Thursday, May 07, 2015

DeflateGate report probably made us generally aware of what was already suspected

The DeflateGate investigation is over. Ted Wells has concluded that the Patriots probably broke the rules and intentionally deflated footballs. And that Tom Brady was probably generally aware that this was going on. The report has more "probables" than a weekly NFL injury report.

Could you imagine if the most important lines in literature and cinema were phrased so inconclusively? What if the Gospels meekly proclaimed "And on the third day, Jesus probably rose, and we're generally aware that one day he will come again." What if Shakespeare's Hamlet asked "To probably be, or not to be? I'm generally aware that this is the question." How about classic lines in Star Wars and Terminator 2? "Luke, I'm probably your father." "I'm generally aware that I'll be back."

And aren't Ted Wells' conclusions things that we pretty much knew already? What new information has this investigation uncovered?

Didn't the 2 weeks of non-stop media coverage of DeflateGate take place under the presumption that the Patriots were probably guilty? From the initial leak of the story, to the Colts' suspicions earlier in the season, to the surveillance footage of a ballboy going into a bathroom with the footballs, the general consensus was that the Patriots were PROBABLY guilty. So by including qualifying words like "probably" and "generally aware," Ted Wells' investigation has only put into writing what most people had already assumed months ago: The Patriots are probably guilty, the quarterback was probably generally aware of it.

So what did the investigation unearth? Did it prove that employees deliberately deflated footballs? Did it prove that Tom Brady instructed them to do so? The report's conclusion only argues that Brady was "generally aware" that this was probably happening. What does that mean exactly?

I don't know why Patriots haters are thumping their chests about such an inconclusive conclusion. The haters long ago concluded that the Patriots were guilty. Most of them also thought it was a Belichick initiated conspiracy, and this report actually exonerates Belichick (in stronger language than it indicts Brady, weirdly). This report gives the haters a pile of inconclusive paper to use as ammunition in their never-ending and futile war against the Patriots. And I'm glad for that. The haters make winning fun.

I also don't know why Patriots fans can't face the fact that there's more than a little smoke here. Although speaking of smoke, the scientific evidence in the Wells report comes from a company that once claimed second hand smoke didn't cause cancer. I'm not sure how reputable their science is. I also don't know why Patriots fans should care.

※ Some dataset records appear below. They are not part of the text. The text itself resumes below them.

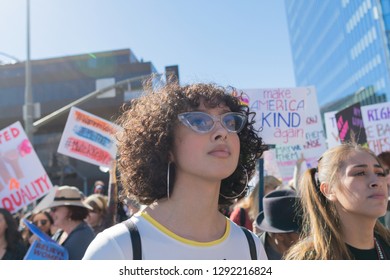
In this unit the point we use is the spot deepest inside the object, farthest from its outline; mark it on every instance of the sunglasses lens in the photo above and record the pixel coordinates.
(42, 222)
(198, 121)
(233, 122)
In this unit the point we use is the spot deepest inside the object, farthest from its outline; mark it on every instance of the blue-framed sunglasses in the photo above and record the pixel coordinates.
(201, 122)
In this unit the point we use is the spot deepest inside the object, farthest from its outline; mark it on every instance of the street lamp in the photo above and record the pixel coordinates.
(28, 109)
(13, 58)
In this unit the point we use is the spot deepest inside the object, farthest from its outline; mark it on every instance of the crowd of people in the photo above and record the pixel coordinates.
(186, 155)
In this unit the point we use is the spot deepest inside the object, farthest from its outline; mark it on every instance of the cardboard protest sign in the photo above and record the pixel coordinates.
(89, 138)
(23, 179)
(44, 248)
(286, 153)
(280, 114)
(350, 125)
(376, 120)
(332, 133)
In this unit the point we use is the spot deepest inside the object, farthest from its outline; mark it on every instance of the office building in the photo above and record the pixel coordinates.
(341, 48)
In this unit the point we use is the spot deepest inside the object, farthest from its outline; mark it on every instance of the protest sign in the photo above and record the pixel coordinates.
(280, 114)
(286, 155)
(89, 138)
(44, 248)
(332, 133)
(23, 179)
(350, 125)
(376, 120)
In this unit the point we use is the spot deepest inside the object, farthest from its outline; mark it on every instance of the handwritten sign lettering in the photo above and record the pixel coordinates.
(280, 114)
(89, 138)
(23, 179)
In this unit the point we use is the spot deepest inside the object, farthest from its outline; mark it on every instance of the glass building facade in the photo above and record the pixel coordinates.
(342, 48)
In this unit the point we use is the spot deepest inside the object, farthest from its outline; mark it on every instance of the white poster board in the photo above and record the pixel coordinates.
(89, 138)
(281, 159)
(280, 114)
(23, 179)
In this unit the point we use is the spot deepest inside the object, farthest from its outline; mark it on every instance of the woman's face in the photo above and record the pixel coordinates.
(363, 190)
(93, 218)
(60, 215)
(42, 222)
(3, 225)
(212, 156)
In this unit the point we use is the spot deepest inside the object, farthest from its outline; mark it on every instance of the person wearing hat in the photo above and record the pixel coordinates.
(99, 187)
(97, 217)
(68, 212)
(279, 222)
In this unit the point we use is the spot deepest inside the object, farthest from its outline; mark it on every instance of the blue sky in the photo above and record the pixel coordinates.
(239, 43)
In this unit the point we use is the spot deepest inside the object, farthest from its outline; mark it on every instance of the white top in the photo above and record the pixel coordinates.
(159, 243)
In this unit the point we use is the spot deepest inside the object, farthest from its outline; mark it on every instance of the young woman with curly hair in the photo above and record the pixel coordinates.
(184, 151)
(342, 200)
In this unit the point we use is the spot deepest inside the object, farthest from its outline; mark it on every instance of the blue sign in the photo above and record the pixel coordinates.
(44, 248)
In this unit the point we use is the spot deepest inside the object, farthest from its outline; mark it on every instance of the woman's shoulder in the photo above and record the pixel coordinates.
(113, 243)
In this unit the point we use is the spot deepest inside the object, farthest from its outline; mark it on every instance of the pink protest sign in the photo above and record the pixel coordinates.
(23, 179)
(89, 138)
(376, 120)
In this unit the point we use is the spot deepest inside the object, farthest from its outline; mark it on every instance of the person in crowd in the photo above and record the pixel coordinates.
(97, 217)
(246, 210)
(342, 200)
(385, 159)
(44, 222)
(99, 187)
(183, 151)
(279, 222)
(12, 246)
(69, 212)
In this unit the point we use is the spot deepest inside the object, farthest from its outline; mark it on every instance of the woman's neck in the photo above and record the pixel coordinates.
(191, 212)
(70, 226)
(358, 232)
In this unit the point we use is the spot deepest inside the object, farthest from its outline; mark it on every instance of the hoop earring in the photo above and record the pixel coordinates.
(244, 189)
(168, 173)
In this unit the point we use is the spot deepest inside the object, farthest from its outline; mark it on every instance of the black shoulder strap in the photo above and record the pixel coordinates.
(242, 216)
(251, 242)
(135, 239)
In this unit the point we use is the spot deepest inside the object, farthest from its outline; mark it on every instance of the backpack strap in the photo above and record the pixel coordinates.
(135, 239)
(242, 216)
(251, 242)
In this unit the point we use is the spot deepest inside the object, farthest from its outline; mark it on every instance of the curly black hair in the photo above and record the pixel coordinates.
(147, 138)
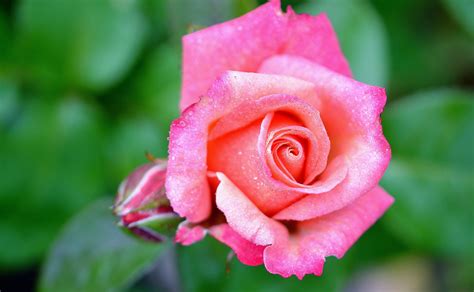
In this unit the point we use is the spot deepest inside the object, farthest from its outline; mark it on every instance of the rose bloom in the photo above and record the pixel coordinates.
(278, 151)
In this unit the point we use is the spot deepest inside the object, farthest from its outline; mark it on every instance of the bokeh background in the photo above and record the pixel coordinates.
(87, 86)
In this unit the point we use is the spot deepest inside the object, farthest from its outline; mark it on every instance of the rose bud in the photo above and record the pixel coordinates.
(278, 151)
(142, 205)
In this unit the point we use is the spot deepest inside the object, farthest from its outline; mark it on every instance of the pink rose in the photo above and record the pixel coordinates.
(282, 162)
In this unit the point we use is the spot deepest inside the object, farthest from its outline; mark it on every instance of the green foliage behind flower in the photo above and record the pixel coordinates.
(86, 87)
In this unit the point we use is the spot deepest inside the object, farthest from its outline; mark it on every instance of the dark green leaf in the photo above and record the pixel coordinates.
(361, 34)
(52, 165)
(128, 144)
(92, 254)
(186, 14)
(463, 11)
(431, 174)
(79, 44)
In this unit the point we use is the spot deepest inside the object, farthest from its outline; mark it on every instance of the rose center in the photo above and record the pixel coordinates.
(287, 150)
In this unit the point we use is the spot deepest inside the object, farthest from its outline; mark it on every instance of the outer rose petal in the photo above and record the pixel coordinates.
(244, 43)
(186, 184)
(332, 235)
(351, 113)
(187, 234)
(247, 252)
(240, 44)
(313, 38)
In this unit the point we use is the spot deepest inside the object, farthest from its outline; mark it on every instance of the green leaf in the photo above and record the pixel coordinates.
(92, 254)
(431, 174)
(52, 165)
(462, 10)
(79, 44)
(362, 36)
(157, 85)
(203, 268)
(185, 14)
(128, 144)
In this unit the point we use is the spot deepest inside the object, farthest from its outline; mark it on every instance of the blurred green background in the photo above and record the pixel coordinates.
(87, 86)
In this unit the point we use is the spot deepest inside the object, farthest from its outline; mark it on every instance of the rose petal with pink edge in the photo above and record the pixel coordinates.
(305, 250)
(188, 234)
(247, 252)
(350, 111)
(242, 44)
(186, 184)
(314, 38)
(243, 216)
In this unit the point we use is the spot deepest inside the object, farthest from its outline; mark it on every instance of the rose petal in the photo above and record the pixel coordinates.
(314, 38)
(351, 113)
(242, 44)
(247, 252)
(305, 249)
(186, 182)
(188, 234)
(243, 216)
(241, 156)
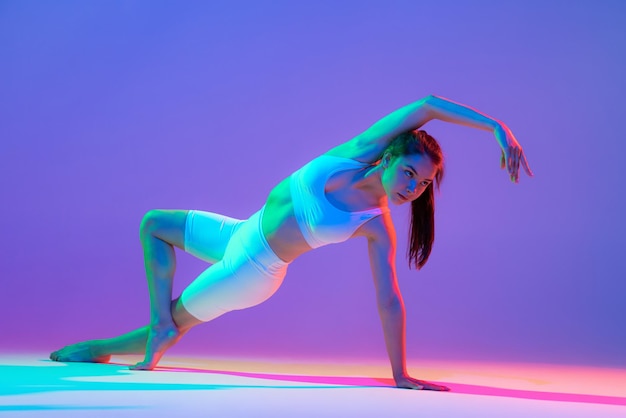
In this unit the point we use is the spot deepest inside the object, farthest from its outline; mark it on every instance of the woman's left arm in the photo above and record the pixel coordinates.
(512, 152)
(382, 253)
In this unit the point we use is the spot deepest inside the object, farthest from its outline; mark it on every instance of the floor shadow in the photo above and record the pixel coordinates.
(55, 377)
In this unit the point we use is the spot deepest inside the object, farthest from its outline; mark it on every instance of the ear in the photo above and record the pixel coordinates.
(386, 159)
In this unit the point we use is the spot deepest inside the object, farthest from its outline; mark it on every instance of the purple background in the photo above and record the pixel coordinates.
(109, 109)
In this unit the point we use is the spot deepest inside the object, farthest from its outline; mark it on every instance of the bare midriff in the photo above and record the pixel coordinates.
(280, 226)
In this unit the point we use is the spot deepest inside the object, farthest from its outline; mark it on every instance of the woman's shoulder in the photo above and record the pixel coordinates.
(351, 150)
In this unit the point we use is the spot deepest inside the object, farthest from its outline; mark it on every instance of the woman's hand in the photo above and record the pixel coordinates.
(512, 153)
(407, 382)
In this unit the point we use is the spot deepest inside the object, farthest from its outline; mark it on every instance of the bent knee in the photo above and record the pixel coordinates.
(167, 225)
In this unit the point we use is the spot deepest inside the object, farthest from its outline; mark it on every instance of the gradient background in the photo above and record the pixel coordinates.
(109, 109)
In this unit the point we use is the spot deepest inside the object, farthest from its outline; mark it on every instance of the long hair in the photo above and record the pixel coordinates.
(422, 220)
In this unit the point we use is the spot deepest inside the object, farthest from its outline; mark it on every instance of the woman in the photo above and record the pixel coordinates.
(342, 194)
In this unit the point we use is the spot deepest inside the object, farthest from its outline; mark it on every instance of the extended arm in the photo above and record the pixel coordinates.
(369, 145)
(382, 251)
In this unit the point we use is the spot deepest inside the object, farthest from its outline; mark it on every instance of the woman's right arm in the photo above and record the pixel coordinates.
(369, 146)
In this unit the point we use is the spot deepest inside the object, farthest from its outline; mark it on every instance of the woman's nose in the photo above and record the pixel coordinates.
(412, 185)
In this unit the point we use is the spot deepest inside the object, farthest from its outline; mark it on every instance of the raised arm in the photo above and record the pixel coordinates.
(369, 145)
(382, 253)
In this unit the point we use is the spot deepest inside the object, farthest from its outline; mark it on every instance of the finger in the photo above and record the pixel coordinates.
(526, 166)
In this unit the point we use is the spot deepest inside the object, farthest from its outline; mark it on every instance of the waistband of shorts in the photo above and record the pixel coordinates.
(268, 257)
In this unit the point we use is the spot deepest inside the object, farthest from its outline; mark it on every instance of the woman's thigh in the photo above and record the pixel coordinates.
(207, 234)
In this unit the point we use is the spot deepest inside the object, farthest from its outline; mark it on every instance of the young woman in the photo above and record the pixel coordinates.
(342, 194)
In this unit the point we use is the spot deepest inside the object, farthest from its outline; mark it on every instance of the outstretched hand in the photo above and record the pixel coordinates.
(512, 153)
(407, 382)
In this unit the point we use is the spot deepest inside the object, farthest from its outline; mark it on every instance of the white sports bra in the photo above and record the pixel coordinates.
(320, 222)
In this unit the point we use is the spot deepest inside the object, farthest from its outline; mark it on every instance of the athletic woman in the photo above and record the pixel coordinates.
(344, 193)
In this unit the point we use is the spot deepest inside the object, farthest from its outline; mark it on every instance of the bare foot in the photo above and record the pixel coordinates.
(408, 382)
(160, 338)
(83, 352)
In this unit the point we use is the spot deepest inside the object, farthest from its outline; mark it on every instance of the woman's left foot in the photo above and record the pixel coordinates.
(81, 352)
(159, 340)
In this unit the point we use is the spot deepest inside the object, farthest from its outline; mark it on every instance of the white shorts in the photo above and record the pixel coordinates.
(246, 270)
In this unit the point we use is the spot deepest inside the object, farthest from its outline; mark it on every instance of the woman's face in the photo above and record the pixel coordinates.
(406, 177)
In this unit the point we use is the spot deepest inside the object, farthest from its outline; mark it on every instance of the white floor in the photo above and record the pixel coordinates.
(30, 385)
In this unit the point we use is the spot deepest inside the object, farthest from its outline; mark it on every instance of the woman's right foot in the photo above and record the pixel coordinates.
(82, 352)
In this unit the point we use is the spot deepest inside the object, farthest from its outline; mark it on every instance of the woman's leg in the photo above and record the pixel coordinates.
(161, 231)
(133, 342)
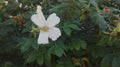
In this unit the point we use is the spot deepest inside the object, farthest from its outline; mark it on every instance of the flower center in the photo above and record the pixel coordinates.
(45, 28)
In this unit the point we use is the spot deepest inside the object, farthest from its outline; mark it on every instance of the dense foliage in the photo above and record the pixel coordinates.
(90, 34)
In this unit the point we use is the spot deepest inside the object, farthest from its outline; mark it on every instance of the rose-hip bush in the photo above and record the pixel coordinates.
(90, 34)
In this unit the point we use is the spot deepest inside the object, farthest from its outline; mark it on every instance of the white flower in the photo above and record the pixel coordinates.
(47, 27)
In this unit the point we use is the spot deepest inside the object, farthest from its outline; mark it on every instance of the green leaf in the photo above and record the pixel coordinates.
(102, 23)
(40, 59)
(83, 44)
(107, 61)
(32, 57)
(73, 26)
(116, 62)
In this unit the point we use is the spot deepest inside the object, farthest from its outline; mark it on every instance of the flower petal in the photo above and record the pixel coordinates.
(39, 18)
(39, 9)
(53, 20)
(43, 38)
(54, 33)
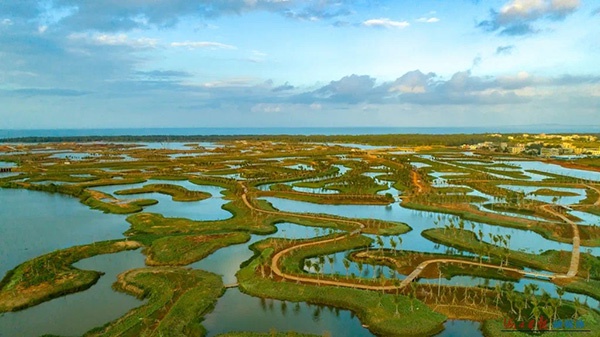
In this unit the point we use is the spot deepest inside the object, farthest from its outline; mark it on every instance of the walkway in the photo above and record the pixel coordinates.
(416, 272)
(574, 267)
(597, 203)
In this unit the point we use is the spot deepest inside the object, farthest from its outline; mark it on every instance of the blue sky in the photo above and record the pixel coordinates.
(290, 63)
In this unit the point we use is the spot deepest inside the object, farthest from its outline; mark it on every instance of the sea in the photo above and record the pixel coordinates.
(233, 131)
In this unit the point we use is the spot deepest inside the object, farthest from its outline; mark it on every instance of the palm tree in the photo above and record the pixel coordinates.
(549, 311)
(346, 266)
(560, 292)
(536, 312)
(520, 304)
(393, 245)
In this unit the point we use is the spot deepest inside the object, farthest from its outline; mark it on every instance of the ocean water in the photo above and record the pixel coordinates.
(15, 133)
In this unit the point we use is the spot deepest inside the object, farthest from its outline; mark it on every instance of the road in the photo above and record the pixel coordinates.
(416, 272)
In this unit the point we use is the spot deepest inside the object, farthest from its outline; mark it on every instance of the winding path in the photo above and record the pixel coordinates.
(416, 272)
(597, 203)
(575, 254)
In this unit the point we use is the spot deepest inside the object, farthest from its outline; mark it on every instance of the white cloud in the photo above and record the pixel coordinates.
(202, 44)
(115, 40)
(232, 82)
(266, 107)
(386, 23)
(428, 20)
(528, 9)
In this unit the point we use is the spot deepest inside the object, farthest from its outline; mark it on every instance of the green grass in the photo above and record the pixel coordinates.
(551, 260)
(273, 333)
(51, 275)
(178, 193)
(381, 319)
(177, 299)
(551, 192)
(550, 231)
(185, 249)
(331, 199)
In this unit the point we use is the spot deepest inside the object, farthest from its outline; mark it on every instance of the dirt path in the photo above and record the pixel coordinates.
(417, 181)
(414, 274)
(574, 268)
(597, 203)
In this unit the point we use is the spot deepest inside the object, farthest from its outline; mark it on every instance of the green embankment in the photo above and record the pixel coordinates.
(185, 249)
(550, 231)
(177, 299)
(51, 275)
(551, 260)
(406, 261)
(553, 193)
(331, 199)
(270, 334)
(374, 309)
(178, 193)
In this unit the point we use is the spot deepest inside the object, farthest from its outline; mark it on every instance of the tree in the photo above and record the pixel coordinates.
(346, 266)
(560, 292)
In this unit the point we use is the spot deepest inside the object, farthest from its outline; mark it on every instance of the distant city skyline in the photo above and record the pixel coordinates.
(291, 63)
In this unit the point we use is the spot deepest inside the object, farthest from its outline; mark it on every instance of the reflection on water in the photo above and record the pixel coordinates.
(208, 209)
(236, 311)
(226, 261)
(460, 328)
(77, 313)
(35, 223)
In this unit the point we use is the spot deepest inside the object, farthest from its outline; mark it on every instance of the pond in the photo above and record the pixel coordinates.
(35, 223)
(80, 312)
(242, 312)
(208, 209)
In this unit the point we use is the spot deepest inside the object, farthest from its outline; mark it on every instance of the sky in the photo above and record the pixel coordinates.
(291, 63)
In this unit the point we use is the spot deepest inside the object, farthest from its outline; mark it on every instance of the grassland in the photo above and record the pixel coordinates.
(177, 298)
(185, 249)
(374, 309)
(177, 192)
(51, 275)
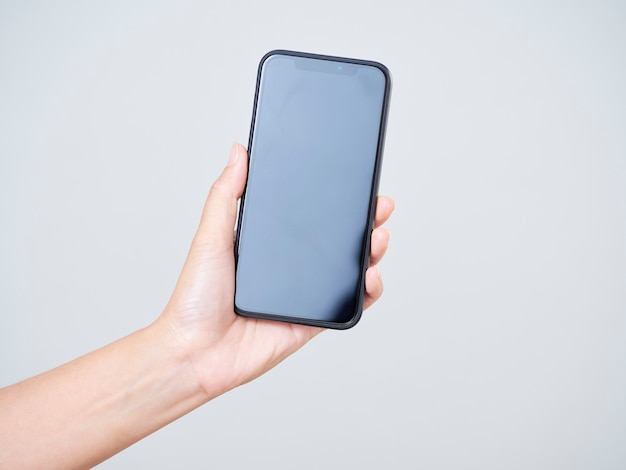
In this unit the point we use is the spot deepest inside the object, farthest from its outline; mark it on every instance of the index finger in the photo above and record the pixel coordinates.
(384, 208)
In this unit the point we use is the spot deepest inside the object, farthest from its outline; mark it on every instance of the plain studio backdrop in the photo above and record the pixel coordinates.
(500, 341)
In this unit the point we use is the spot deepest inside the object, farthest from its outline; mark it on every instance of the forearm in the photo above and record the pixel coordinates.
(89, 409)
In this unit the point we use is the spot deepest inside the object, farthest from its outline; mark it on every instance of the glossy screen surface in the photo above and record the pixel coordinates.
(312, 162)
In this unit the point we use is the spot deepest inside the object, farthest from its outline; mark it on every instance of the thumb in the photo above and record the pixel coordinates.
(220, 210)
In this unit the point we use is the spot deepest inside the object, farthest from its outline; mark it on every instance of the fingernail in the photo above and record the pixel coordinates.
(234, 154)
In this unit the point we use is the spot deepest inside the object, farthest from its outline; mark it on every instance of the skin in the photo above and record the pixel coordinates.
(83, 412)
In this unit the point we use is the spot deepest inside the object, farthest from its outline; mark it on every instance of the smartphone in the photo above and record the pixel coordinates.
(305, 219)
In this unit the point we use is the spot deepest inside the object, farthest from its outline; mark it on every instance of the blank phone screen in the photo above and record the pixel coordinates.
(306, 211)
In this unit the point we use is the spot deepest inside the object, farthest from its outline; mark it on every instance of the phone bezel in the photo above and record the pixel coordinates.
(365, 256)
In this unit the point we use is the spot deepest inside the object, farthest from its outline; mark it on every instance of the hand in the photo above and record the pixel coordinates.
(225, 349)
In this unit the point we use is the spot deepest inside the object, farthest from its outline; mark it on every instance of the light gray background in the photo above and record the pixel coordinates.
(501, 339)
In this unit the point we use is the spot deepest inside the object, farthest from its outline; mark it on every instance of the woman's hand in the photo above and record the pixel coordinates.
(227, 350)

As a football fan I've seen players busted for PEDs, I've seen teams violate the salary cap, I've seen players paid under the table, I've seen players tampered with, I've seen teams pipe noise into stadiums, I've seen falsified injury reports, I once saw a trainer trip an opponent, I once saw a head coach obstruct a kick return. I'm not morally justifying cheating, just pointing out that if non-Patriots fans thinks the Patriots are the only rule violators in the League, they need to grow up. And if Patriots fans think their team has any moral superiority to others, they too need to grow up.